Flashflash1002 · 08/05/2025 16:02

Since he doesn't seem to react to your @ then why can't you talk to him in person and ask him to reply to his mum if it bothers you so much. .

And yes, she's his mum but as you feel so uncomfortable with the silence, is it really hard for you to jump in once in a while and say "Sure, we're free next Sat afternoon" ?

Edited

I do also talk to him about it. He's very good at not reacting to this stuff until it's the last minute. She lives a few hours away, so visits have to be planned in advance.

OP posts:
SplendidUtterly · 08/05/2025 16:06

His brain is probably so foggy from all the cannibis he smokes he probably doesn't even remember her whatapps. :(

tecbrowidow · 08/05/2025 16:07

CarpetKnees · 08/05/2025 16:03

Whereas I'd be the first to say no-one should expect a person to be the social organiser for their partner, I also think that sometimes it makes sense to accept that he isn't going to do it.

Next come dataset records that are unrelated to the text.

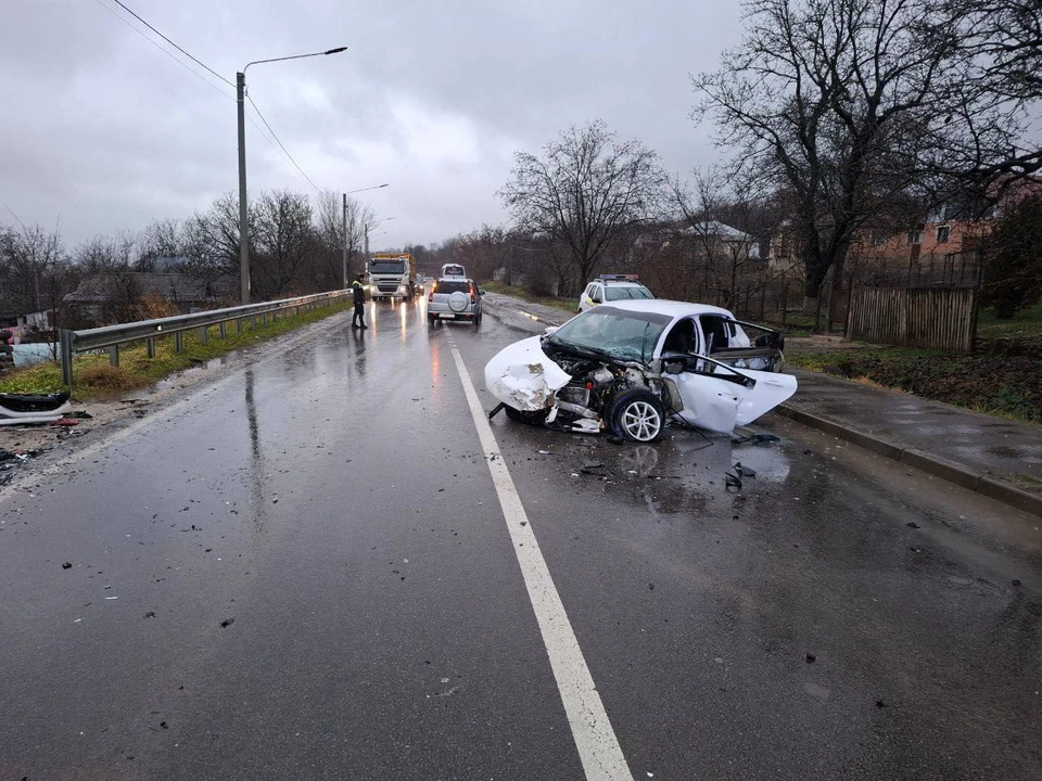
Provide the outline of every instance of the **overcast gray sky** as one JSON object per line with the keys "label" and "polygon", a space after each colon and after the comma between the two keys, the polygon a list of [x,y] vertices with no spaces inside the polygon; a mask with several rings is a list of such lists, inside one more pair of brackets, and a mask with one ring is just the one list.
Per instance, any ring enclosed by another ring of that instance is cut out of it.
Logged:
{"label": "overcast gray sky", "polygon": [[[358,195],[394,217],[381,246],[503,222],[512,153],[587,119],[671,171],[712,162],[688,74],[740,33],[733,0],[123,1],[231,82],[252,60],[350,47],[246,82],[319,188],[391,183]],[[60,220],[75,244],[237,190],[233,89],[149,43],[131,26],[166,47],[113,0],[0,9],[0,201],[24,222]],[[249,121],[246,154],[251,193],[314,193]]]}

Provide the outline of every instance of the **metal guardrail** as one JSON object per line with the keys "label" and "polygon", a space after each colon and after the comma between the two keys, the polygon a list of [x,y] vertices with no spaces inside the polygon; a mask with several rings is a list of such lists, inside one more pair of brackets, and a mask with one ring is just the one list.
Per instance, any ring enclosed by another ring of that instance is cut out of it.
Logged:
{"label": "metal guardrail", "polygon": [[97,329],[85,329],[82,331],[62,330],[59,334],[59,353],[62,359],[62,382],[65,385],[73,384],[73,358],[77,353],[87,350],[109,348],[109,362],[112,366],[119,366],[119,345],[128,342],[144,341],[149,358],[155,357],[155,340],[161,336],[171,334],[174,336],[174,349],[178,353],[182,349],[182,334],[191,329],[199,329],[199,338],[203,344],[207,340],[207,329],[212,325],[220,327],[220,338],[225,337],[226,324],[234,321],[236,331],[242,332],[243,320],[256,319],[258,316],[264,324],[268,322],[268,316],[272,319],[278,318],[279,312],[291,311],[298,312],[301,309],[315,309],[319,306],[328,306],[336,300],[345,299],[351,295],[351,291],[331,291],[329,293],[317,293],[309,296],[298,296],[296,298],[282,298],[281,300],[264,302],[262,304],[247,304],[245,306],[229,307],[227,309],[211,309],[208,311],[194,312],[193,315],[177,315],[168,318],[157,318],[154,320],[140,320],[132,323],[122,323],[119,325],[103,325]]}

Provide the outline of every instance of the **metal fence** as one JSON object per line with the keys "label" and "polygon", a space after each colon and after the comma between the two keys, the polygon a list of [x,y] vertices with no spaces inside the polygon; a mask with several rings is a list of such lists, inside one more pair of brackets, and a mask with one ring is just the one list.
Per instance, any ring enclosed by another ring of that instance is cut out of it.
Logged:
{"label": "metal fence", "polygon": [[977,291],[968,287],[856,287],[847,335],[860,342],[970,353]]}
{"label": "metal fence", "polygon": [[63,330],[59,334],[62,382],[66,385],[73,384],[73,358],[77,353],[107,347],[109,362],[117,367],[119,366],[119,346],[130,342],[143,341],[149,358],[154,358],[155,340],[170,335],[174,337],[174,349],[180,353],[183,347],[182,337],[186,331],[199,329],[199,340],[205,344],[208,336],[207,329],[213,325],[220,328],[220,338],[224,338],[229,322],[234,322],[236,331],[241,332],[242,323],[246,320],[255,322],[259,317],[266,325],[269,317],[278,319],[281,313],[284,318],[287,315],[295,315],[302,309],[307,310],[320,306],[329,306],[334,302],[346,298],[348,295],[351,295],[351,293],[346,290],[332,291],[330,293],[283,298],[281,300],[265,302],[263,304],[247,304],[245,306],[230,307],[227,309],[211,309],[192,315],[141,320],[119,325],[104,325],[102,328],[86,329],[82,331]]}

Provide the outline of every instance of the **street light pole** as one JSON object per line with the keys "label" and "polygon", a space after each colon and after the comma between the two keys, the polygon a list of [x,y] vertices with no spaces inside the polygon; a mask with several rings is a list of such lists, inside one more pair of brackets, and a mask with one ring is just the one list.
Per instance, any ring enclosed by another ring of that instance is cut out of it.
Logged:
{"label": "street light pole", "polygon": [[341,274],[344,287],[347,286],[347,193],[344,193],[344,272]]}
{"label": "street light pole", "polygon": [[[344,252],[344,273],[343,273],[343,277],[344,277],[344,287],[347,286],[347,196],[351,195],[351,194],[353,194],[353,193],[356,193],[356,192],[366,192],[367,190],[382,190],[382,189],[385,188],[385,187],[391,187],[390,182],[387,182],[386,184],[377,184],[377,185],[371,187],[371,188],[361,188],[360,190],[350,190],[348,192],[345,192],[345,193],[344,193],[344,216],[343,216],[343,221],[344,221],[344,247],[343,247],[343,252]],[[368,251],[368,247],[366,248],[366,252],[367,252],[367,253],[369,252],[369,251]]]}
{"label": "street light pole", "polygon": [[250,303],[250,234],[246,230],[246,91],[245,68],[236,74],[236,104],[239,110],[239,300]]}
{"label": "street light pole", "polygon": [[309,56],[325,56],[327,54],[339,54],[346,51],[347,47],[338,47],[323,52],[314,52],[312,54],[294,54],[288,57],[274,57],[271,60],[254,60],[246,63],[242,71],[236,74],[236,111],[239,121],[239,297],[243,304],[250,303],[250,230],[247,226],[246,208],[246,68],[251,65],[259,65],[268,62],[282,62],[283,60],[303,60]]}

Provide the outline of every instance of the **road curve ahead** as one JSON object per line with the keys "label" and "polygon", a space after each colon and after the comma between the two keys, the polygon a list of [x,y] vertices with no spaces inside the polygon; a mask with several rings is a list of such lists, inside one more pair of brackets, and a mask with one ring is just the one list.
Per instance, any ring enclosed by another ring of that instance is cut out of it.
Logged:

That leaves you a choice of a quick answer in the chat - "What about the 17th? Come for lunch and if its nice we can go for a walk afterwards" or you knowing a perfectly nice Grandmother is being deprived of a relationship with her dgc, and your dc is/are being deprived of a goo relationship with his DGM.

I know which I would do.

She doesn't live near to us, so popping over for a quick visit isn't possible.

OP posts:
Flossflower · 08/05/2025 16:10

Mexcitedfam · 08/05/2025 15:49

If I knew we were free one weekend, and happy for her to pop over… I’d just jump in and “sure how about….”

No it is up to her husband

SeventeenClovesOfGarlic · 08/05/2025 16:16

Is it good for your child to have to live with a drug taker? Inhaling his drug vape fumes.
Why not dump the boyfriend and enjoy freedom from him and create a happy, drug-free home for your child? Life is for enjoying.